消防士の健太郎は夜勤もあり、仕事によっては帰宅時間が流動的にならざるを得ない。こうやって一緒にゆっくりと朝食をとれるのはひと月でもそんなに多くはない。だからこそ今朝は卵焼きを焼いてくれて、一緒に朝食をとりながらお天気コーナーをみながら話しができるこの時間に、みおは安心と幸せを感じていた。

「…悠さんありがとうございます。ところでいま入ってきたニュースなんですが…」

朝の番組のキャスターが速報を伝える。

「…鉄道各社から計画運休が発表されました。本日夕方以降の雨の降り方によっては山陽・東海道新幹線やJR在来線、京都線、神戸線、大阪環状線、阪和線など主要路線を含め全路線が全て運休になる可能性があります。また私鉄各線でも同様本日夕方以降の天候の変化によっては全線運休になる可能性があります。運休が帰宅ラッシュ時間に重なると主要駅では大変な混雑になる恐れがあります。天候の変化には十分に注意し、帰宅時間を早めるなど柔軟な対応をお願いします…」

速報ニュースを繰り返し伝えている。計画運休は天候などの悪化が見込まれる場合に実施されるもので、ここ数年で定着してきたが、それを読むキャスターもすでに慣れた口調で時折強弱感を交えながら視聴者の関心を惹くようにかつ流暢に読み上げている。

「もう1週間雨が降り続いてるのに、これからもっと降るってことなん?」

そこに長女の愛子が着替えと前髪のセットをすませて起きてきた。

「いつも前髪きれいにセットしていくのに、学校着いたらいつもおでこにぺったりついてて、めっちゃいややわ」

愛子は府立の大手門高校に通い今年で高校3年になる。生まれも育ちも大阪ではあるが、母のみおが16歳まで神戸育ちで“神戸弁”が混じることがある。体型はみおに似て華奢ではあるが父親譲りなのは身長がみおよりも高い。高いといっても3センチ程度だが、それが愛子の密かな自慢である。

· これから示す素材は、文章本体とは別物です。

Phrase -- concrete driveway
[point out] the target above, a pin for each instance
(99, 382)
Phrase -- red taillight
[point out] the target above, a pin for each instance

高校には制服があるが、普段の通学服は必ずしも制服でなくていいことからみおは毎朝私服で登校している。今日のコーディネートはグレーのパンツに白のシャツ、薄いベージュの水玉模様が差し色になっている紺のトップスで愛子のお気に入りの一つである。雨でも髪は肩まで下ろして前髪が眉にかかるのが愛子の最近のお気に入りで、気分をあげて学校に向かうモーニングルーティンだ。